The Tahoe Regional Planning Agency is responsible for developing a comprehensive land use plan and a regional water quality plan for the Lake Tahoe area. In the 1980s, the Agency adopted a series of development moratoria, halting development while the Agency formulated its plans. Landowners in the area sued, claiming that the development moratoria constituted a taking of property without just compensation in violation of the Constitution.
The Supreme Court rejected the landowners' argument that any moratorium on development should, automatically, constitute a taking. Instead, the Court held that a temporary development moratorium may be a taking, but that it depends on the specific facts and circumstances of each case. The Court referenced its long line of cases holding that governments must be allowed to regulate landowners to some degree. It also observed that a ruling that outlawed all development moratoria would prevent the kind of thoughtful planning process that land use regulation requires.
The Court held that, based on the facts in this case, no taking occurred. The most important factor appears to have been the undisputed facts that the 32 months required by the Regional Planning Agency to develop its plan was a reasonable time period for the complex issues involved, and that the Agency had not improperly stalled or delayed preparation or implementation of the regional water quality plan. If the Agency had taken longer than necessary to develop its plan, the result might have been different. The Court noted that the interest in a thoughtful planning process was greater because the planning process was for a regional plan, not just for a permit for a single parcel. The Court also observed that state legislatures may adopt limits on the length of time planning agencies may enforce development moratoria.
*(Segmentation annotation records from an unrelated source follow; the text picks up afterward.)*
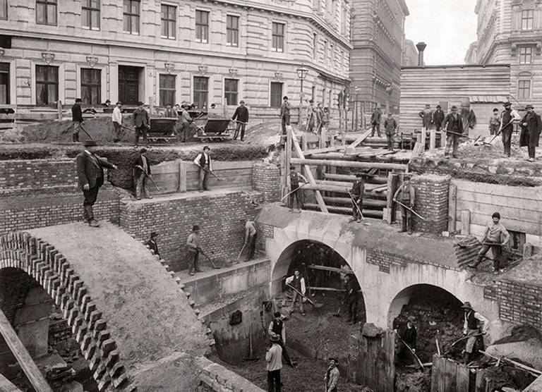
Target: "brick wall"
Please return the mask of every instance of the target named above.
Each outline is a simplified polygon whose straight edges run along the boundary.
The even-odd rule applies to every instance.
[[[77,188],[75,159],[0,161],[0,190]]]
[[[503,279],[484,290],[484,297],[498,301],[501,320],[542,329],[541,288]]]
[[[412,214],[415,230],[437,234],[447,230],[450,180],[448,176],[435,174],[423,174],[412,178],[411,182],[416,190],[414,211],[426,219],[423,221]]]
[[[119,224],[140,240],[159,233],[160,256],[175,271],[188,267],[186,240],[192,226],[200,226],[201,246],[212,259],[235,255],[243,246],[243,218],[254,219],[254,195],[223,191],[196,195],[177,194],[152,202],[128,202],[121,205]],[[203,256],[200,262],[208,263]]]
[[[119,223],[119,195],[112,187],[103,187],[94,206],[98,220]],[[0,198],[0,235],[83,221],[83,193],[11,195]]]
[[[280,200],[280,170],[273,164],[254,164],[252,167],[252,188],[262,192],[263,202]]]

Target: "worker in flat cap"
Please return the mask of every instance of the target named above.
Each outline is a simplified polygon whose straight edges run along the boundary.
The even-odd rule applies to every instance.
[[[527,161],[534,162],[534,153],[538,147],[540,133],[542,132],[542,119],[534,111],[531,104],[525,106],[527,113],[522,119],[522,132],[519,134],[519,147],[526,147],[529,154]]]
[[[81,99],[76,98],[76,103],[71,106],[71,139],[74,143],[79,142],[79,128],[83,124],[83,111]]]
[[[510,235],[505,226],[500,223],[500,214],[493,212],[491,216],[491,221],[488,223],[482,240],[482,247],[478,252],[478,257],[474,263],[476,268],[486,257],[488,250],[491,249],[493,255],[493,273],[497,274],[501,269],[505,267],[502,259],[502,247],[508,243]]]
[[[116,165],[95,154],[97,143],[94,140],[83,142],[85,150],[76,157],[79,188],[83,190],[83,218],[91,227],[98,227],[100,223],[94,216],[92,206],[96,202],[100,187],[104,184],[103,168],[116,170]]]

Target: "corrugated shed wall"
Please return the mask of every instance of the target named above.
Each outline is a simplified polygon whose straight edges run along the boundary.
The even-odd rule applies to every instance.
[[[435,109],[440,102],[449,106],[469,103],[469,97],[505,96],[510,91],[508,64],[435,66],[401,69],[401,130],[421,129],[418,114],[426,104]],[[442,107],[445,109],[445,106]]]

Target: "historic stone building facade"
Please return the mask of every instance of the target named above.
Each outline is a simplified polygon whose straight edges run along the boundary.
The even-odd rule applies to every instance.
[[[337,107],[349,78],[347,0],[0,0],[0,104],[244,99],[276,114]]]
[[[404,0],[352,0],[354,49],[350,94],[356,93],[366,111],[378,104],[399,109],[404,18]]]
[[[511,101],[542,106],[542,1],[478,0],[466,63],[510,63]],[[519,103],[518,103],[519,102]]]

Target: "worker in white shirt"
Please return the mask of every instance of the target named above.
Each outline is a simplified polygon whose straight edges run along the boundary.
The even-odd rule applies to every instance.
[[[487,332],[489,328],[489,320],[476,312],[469,302],[466,302],[462,307],[464,311],[463,334],[469,337],[465,345],[464,360],[465,363],[469,363],[472,360],[474,343],[476,343],[480,335],[485,335]]]
[[[207,187],[207,180],[208,174],[212,171],[212,164],[211,163],[211,157],[209,155],[209,152],[211,150],[209,146],[205,146],[203,151],[198,154],[198,157],[194,159],[194,164],[195,164],[199,168],[199,177],[200,183],[198,186],[198,189],[200,192],[204,190],[209,190]]]
[[[115,106],[115,109],[113,109],[113,115],[112,116],[112,120],[113,120],[113,128],[115,131],[115,137],[113,139],[114,142],[118,142],[121,140],[121,129],[122,128],[122,113],[121,113],[121,108],[122,107],[122,102],[119,101]]]

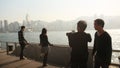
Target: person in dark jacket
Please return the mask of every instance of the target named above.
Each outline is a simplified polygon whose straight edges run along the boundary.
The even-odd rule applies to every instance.
[[[97,30],[94,39],[93,57],[95,57],[94,68],[109,68],[112,56],[112,41],[110,35],[103,29],[104,21],[96,19],[94,28]]]
[[[48,46],[53,46],[48,41],[47,29],[43,28],[42,33],[40,34],[40,45],[42,46],[41,52],[43,55],[43,67],[47,66],[47,57],[48,57]]]
[[[89,33],[84,32],[87,27],[85,21],[80,20],[77,23],[77,31],[67,33],[71,51],[71,68],[87,68],[88,61],[88,42],[91,42]]]
[[[19,44],[20,44],[20,48],[21,48],[20,60],[24,59],[23,58],[23,50],[25,48],[25,45],[27,44],[27,41],[25,40],[24,34],[23,34],[24,29],[25,29],[25,26],[21,26],[21,30],[18,31],[18,39],[19,39]]]

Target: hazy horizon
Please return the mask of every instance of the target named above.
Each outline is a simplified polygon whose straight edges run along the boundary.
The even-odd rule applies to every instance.
[[[0,0],[0,20],[75,20],[81,16],[120,16],[120,0]]]

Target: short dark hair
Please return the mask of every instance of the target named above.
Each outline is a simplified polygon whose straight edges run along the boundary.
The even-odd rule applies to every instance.
[[[80,20],[78,21],[77,26],[84,31],[87,27],[87,23],[84,20]]]
[[[104,27],[105,23],[102,19],[96,19],[94,22],[97,23],[99,26]]]
[[[21,26],[21,29],[25,28],[25,26]]]

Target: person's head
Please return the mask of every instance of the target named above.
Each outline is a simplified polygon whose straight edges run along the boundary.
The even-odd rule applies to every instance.
[[[77,23],[77,30],[78,30],[78,32],[79,31],[82,31],[82,32],[85,31],[86,27],[87,27],[87,23],[84,20],[80,20]]]
[[[104,27],[104,21],[102,19],[94,20],[94,28],[95,28],[95,30],[103,29],[103,27]]]
[[[24,31],[25,30],[25,26],[21,26],[21,30]]]
[[[46,28],[43,28],[42,29],[42,34],[46,34],[47,33],[47,29]]]

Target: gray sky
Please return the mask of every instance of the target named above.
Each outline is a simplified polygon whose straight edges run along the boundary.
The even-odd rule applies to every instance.
[[[0,20],[74,20],[80,16],[119,16],[120,0],[0,0]]]

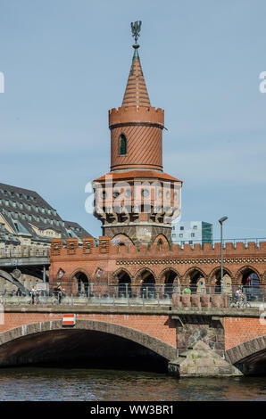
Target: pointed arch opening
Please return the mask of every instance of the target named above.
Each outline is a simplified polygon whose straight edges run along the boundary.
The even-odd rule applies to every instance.
[[[189,288],[191,293],[205,292],[205,277],[203,272],[196,267],[188,272]]]
[[[260,297],[260,278],[257,272],[252,267],[246,267],[240,274],[243,292],[246,294],[248,300],[257,300]],[[239,281],[240,282],[240,281]]]
[[[89,296],[88,276],[83,271],[77,271],[72,275],[72,292],[78,296]]]
[[[120,143],[119,143],[119,154],[121,156],[127,154],[128,144],[127,144],[127,137],[124,134],[121,134],[120,136]]]
[[[141,297],[145,299],[154,299],[156,297],[155,277],[154,274],[144,269],[140,274]]]
[[[121,269],[116,274],[117,284],[118,284],[118,297],[128,298],[131,297],[131,278],[129,274]]]
[[[160,275],[161,283],[163,283],[163,297],[171,298],[173,292],[179,292],[179,274],[171,268],[166,268]]]

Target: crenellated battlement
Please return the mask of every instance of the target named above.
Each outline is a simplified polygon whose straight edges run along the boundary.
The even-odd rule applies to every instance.
[[[121,106],[109,111],[109,127],[129,123],[158,124],[164,126],[164,111],[153,106]]]
[[[153,243],[142,243],[134,245],[132,242],[112,243],[112,239],[108,236],[100,236],[98,243],[93,237],[83,237],[82,244],[78,243],[78,239],[68,238],[65,242],[62,239],[52,239],[51,258],[54,259],[62,256],[71,257],[71,255],[82,257],[95,258],[97,255],[120,255],[127,258],[141,259],[142,257],[149,258],[220,258],[220,243],[195,243],[194,246],[184,244],[183,248],[179,244],[169,244],[168,242],[160,242],[155,241]],[[266,258],[266,242],[260,242],[258,245],[255,242],[238,242],[234,244],[232,242],[225,243],[223,248],[224,258],[235,257],[254,257],[260,256]]]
The Supreme Court's decision allows government agencies to implement development moratoria while they consider land use policies and associated development regulations. Governments must be careful about implementing development moratoria, and must use the time to prepare land use policies and associated development regulations. The Court made clear that in some cases development moratoria could be takings, and that takings will occur when development moratoria last longer than reasonably necessary to complete a thorough and thoughtful planning process. However, the Supreme Court's ruling means that governments that act diligently and in good faith to prepare regulations and policies will not be punished for taking the time to do so.
The opinion of the Court in this case was authored by Justice Stevens and joined by five other Justices. Chief Justice Rehnquist authored a dissenting opinion joined by Justice Scalia and Justice Thomas. Justice Thomas also authored a separate dissent joined by Justice Scalia.